Love, Loss and Life
Today would have been my 33rd wedding anniversary. Jeff and I were married over spring break in 1981. He was a second year medical student. I was working as a P.A. in Charleston, WV. We were young...life was exciting and we hit it together...full speed ahead. Over the next 30 years we had a family, developed his career as a radiologist and made our home in Tulsa, OK. I lost him in August 2012 to cancer. He was 55 years old. I miss him everyday.
Today I am in Charleston again only this time for the funeral of his only sister. She was 17 years older than Jeff and has had health issues for a long time. It will be quite an emotional day. I fly back to Tulsa EARLY (5:30 a.m.) tomorrow. Because it is spring break I was just lucky to get a flight. What a whirlwind trip. Lots of emotions. I spent last evening with my nieces. So glad I can be here to support them.
There is a circle of Life that keeps going even though we face hardships and losses. God sends us "Bright Lights" to illumiate the Dark Tunnels that we are going through. This little guy is shining example. Named after both of his grandfathers, Thomas Jeffrey, has unconditionally won the hearts of our family. Born over a month early, he is a fighter and a lover.
My youngest daughter, Kristy, or Auntie KK as we call her, is holding him proudly. Kristy is Jeff's legacy. She may look more like me but deep within she is her father's person. She followed his footsteps and is a physician. She is in the second year of her residency in Tulsa. Kristy has taught my a lot about love, faith and God's divine presence in our lives.
Jenny, mother of Ella and T.J., is my eldest daughter. She looks more like Jeff but has my heart and spirit. She is learning the ropes of having two small children and surviving without sleep. I am amazed at her strength. Jenny reminds me of an earlier time in my life facing all the things that young moms face on a daily basis. But as with all things this phase in the Circle of Life passes quickly too and there will be future challenges on a much larger scale.
And Ella....well, her world has been rocked and I do mean rocked. She has little brother on scene and life will never be the same again. Good...but not the same!! Ella has been the Shining Star in the darkness following Jeff's death. She has made me laugh over and over again with her antics. Nana and Ella are BFF's.
So had it not been for that wedding on March 21, 1981, I would not have all of this joy in my life today.

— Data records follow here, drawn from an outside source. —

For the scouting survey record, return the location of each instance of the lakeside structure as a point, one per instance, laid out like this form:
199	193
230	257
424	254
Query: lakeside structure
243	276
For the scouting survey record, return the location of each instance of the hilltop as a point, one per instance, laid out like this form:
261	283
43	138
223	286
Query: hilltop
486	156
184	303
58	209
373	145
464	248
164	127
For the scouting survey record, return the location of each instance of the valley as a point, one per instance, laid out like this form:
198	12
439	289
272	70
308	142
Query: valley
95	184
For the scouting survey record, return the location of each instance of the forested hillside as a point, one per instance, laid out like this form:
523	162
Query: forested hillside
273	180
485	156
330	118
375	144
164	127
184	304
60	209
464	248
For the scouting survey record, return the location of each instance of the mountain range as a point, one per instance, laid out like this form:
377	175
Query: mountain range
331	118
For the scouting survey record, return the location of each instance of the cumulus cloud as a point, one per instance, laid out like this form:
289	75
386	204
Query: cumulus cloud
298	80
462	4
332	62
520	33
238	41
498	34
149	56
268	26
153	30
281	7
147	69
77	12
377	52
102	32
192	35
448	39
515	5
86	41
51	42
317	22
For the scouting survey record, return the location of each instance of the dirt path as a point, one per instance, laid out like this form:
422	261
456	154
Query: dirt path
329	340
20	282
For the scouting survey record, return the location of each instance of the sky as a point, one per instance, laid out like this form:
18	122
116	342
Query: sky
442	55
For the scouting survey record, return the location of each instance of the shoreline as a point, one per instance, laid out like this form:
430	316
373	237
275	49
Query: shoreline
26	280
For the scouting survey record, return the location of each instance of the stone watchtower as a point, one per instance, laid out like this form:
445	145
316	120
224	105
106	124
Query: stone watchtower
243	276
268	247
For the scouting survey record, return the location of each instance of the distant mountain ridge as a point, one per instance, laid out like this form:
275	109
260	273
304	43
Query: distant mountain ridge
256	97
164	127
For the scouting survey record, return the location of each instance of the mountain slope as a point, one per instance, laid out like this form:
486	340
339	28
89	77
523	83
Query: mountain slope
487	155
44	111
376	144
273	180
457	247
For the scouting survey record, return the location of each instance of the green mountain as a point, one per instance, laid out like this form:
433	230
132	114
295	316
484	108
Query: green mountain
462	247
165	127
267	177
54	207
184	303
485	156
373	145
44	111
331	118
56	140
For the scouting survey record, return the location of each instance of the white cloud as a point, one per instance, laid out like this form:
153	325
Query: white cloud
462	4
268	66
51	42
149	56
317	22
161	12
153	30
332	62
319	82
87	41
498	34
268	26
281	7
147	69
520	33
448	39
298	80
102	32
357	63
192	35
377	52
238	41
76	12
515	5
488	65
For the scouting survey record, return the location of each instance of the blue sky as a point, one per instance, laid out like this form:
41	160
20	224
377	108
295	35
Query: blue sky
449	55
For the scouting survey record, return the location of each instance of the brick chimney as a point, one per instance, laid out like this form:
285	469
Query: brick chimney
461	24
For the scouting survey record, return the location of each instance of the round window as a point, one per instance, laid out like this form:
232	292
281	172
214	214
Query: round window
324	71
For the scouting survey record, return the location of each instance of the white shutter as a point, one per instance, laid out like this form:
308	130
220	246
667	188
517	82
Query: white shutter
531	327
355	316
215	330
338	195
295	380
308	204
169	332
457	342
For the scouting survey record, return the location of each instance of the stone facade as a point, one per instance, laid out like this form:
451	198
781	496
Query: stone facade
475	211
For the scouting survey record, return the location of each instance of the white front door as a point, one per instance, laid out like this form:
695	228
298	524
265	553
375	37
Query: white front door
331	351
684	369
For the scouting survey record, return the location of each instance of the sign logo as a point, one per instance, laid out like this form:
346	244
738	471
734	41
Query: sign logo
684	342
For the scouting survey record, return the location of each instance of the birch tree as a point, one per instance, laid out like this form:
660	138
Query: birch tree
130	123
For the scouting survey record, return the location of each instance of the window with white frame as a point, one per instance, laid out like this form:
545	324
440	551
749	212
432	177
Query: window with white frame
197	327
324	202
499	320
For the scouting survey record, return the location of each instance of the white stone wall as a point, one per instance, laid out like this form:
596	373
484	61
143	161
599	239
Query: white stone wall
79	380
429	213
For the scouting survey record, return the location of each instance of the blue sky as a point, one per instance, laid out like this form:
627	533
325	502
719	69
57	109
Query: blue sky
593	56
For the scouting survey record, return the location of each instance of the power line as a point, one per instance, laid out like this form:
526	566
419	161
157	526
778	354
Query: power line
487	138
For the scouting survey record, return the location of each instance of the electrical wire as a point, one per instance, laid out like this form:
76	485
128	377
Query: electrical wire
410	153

I thank you Lord for Jeff and the richness that he brought into my life. I thank you for family, children and grandchildren, siblings, cousins, nieces and nephews. My heart is sadden at the loss of Jeff and his sister, Toni Lee, but I know they are rejoicing in heaven with You Father. I pray that as we continue on this earth we will feel Your Presence among us, seek your will in our lives, and carry out the work that You have created uniquely for each of us for. May we always see you as the ultimate Light in the dark tunnel of this world and seek to follow the light.
Again therefore Jesus spoke to them saying,
I am the light of the world; he who follows Me shall not walk in darkness, but shall have the light of life.